Face à ce bras de fer ouvert, Oligui Nguéma a lancé un vibrant appel aux entreprises américaines, les encourageant à saisir les opportunités de la filière manganèse. « Si les États‑Unis ne viennent pas, d’autres viendront », a-t-il prévenu, reprenant un refrain déjà entendu. Une invitation bien agressive, qui dépasse la simple diplomatie pour flirter avec la provocation, alors que Washington reste très intéressé par les matières premières stratégiques africaines.

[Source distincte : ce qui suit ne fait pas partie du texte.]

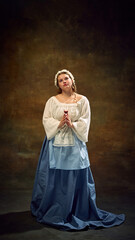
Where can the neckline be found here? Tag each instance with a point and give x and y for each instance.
(68, 103)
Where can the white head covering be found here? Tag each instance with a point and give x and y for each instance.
(60, 72)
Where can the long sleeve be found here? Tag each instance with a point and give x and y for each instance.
(81, 126)
(50, 124)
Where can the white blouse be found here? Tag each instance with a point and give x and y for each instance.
(79, 114)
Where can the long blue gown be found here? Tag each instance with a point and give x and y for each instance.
(64, 190)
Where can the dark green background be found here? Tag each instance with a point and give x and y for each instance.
(95, 41)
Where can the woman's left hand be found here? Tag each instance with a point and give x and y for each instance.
(68, 121)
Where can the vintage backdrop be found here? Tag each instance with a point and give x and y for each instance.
(95, 41)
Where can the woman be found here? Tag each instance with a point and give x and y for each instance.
(64, 190)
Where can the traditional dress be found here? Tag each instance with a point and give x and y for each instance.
(64, 191)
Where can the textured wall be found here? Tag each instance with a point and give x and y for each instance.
(95, 41)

Ce discours sonne comme une rupture. En confrontant publiquement une entreprise clé de l’économie gabonaise et en défiant les règles diplomatiques classiques, Oligui Nguéma assume un virage résolument opportuniste. Le geste sera-t-il payant ? Rien n’est moins sûr. Entre souveraineté proclamée et dépendance affichée, le Gabon joue une carte pour le moins risquée, espérant que les Américains répondront à l’appel plutôt que les Français, Chinois ou Russes. Réussir ou échouer à transformer son manganèse, c’est potentiellement décider de l’avenir économique du pays.